Casos suspeitos também são investigados em São Paulo
O alerta sanitário ocorre em meio a outras investigações semelhantes no país. Em São Paulo, autoridades estaduais acompanham um caso envolvendo uma brasileira de 31 anos que retornou recentemente da província de Kivu do Norte, no leste da República Democrática do Congo.
Segundo informações divulgadas pelas equipes de saúde, a mulher começou a apresentar sintomas como febre e episódios de diarreia poucos dias após sua chegada ao Brasil. Diante do histórico de viagem e da evolução do quadro clínico, ela foi encaminhada ao Instituto de Infectologia Emílio Ribas, referência nacional no atendimento de doenças infecciosas.
Outro caso suspeito registrado anteriormente no estado paulista acabou sendo descartado após exames laboratoriais.

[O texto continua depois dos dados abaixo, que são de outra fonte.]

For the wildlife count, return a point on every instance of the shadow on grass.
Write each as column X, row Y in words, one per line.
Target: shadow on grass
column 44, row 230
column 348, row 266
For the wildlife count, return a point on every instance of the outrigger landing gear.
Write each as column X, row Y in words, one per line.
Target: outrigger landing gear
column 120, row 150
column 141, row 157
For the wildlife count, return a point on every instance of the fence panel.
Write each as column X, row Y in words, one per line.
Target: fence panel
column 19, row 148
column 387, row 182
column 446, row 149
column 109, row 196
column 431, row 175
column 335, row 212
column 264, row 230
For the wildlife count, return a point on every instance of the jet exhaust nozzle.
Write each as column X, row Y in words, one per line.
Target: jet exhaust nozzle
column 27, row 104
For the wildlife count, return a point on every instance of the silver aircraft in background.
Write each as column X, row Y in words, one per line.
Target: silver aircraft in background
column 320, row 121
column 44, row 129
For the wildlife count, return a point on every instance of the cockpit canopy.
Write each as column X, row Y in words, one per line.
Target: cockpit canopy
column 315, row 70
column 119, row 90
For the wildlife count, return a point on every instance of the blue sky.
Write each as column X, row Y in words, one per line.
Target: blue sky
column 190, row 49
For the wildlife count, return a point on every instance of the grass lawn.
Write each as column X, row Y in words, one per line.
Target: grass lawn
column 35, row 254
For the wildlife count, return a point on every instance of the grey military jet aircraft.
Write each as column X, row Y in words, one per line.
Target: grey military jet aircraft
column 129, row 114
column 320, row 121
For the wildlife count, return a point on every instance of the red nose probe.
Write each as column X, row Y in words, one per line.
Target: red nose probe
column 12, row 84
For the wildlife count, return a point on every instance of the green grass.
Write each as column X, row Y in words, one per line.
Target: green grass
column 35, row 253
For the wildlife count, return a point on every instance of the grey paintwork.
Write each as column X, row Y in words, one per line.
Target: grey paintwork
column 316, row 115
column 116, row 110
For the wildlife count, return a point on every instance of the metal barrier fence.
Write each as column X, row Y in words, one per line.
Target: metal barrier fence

O paciente, um homem de 37 anos que também havia retornado da República Democrática do Congo, apresentou sintomas compatíveis com a doença, mas os testes não confirmaram a presença do vírus.
O que é o Ebola?
O Ebola é uma doença viral grave causada por diferentes espécies do gênero Ebolavirus. Embora rara, a enfermidade apresenta elevada taxa de letalidade em alguns surtos e ocorre principalmente em países da África Subsaariana.
A transmissão acontece por meio do contato direto com fluidos corporais de pessoas infectadas, incluindo sangue, saliva, suor, lágrimas, urina, fezes e vômito. Também pode ocorrer por meio do contato com superfícies ou materiais contaminados.
O período de incubação varia entre dois e 21 dias. Os primeiros sinais costumam incluir febre alta, dores musculares, fraqueza intensa, dor de cabeça e mal-estar generalizado. Em estágios mais avançados, alguns pacientes podem desenvolver vômitos, diarreia, alterações hemorrágicas e comprometimento de múltiplos órgãos.
Embora ainda não exista uma cura específica para todos os casos, o tratamento de suporte tem papel fundamental para aumentar as chances de sobrevivência. A assistência médica inclui hidratação intensiva, reposição de eletrólitos, controle da dor, suporte nutricional e monitoramento constante das funções vitais.
Vigilância e prevenção
Especialistas reforçam que a identificação de casos suspeitos não significa, necessariamente, a confirmação da doença. O sistema brasileiro de vigilância epidemiológica possui protocolos específicos para monitorar viajantes procedentes de áreas com circulação do vírus, permitindo uma resposta rápida e coordenada diante de qualquer suspeita.
Até a divulgação dos resultados laboratoriais definitivos, as autoridades mantêm o acompanhamento clínico do paciente no Rio Grande do Sul e seguem adotando medidas preventivas para garantir a segurança da população e dos profissionais de saúde envolvidos na ocorrência.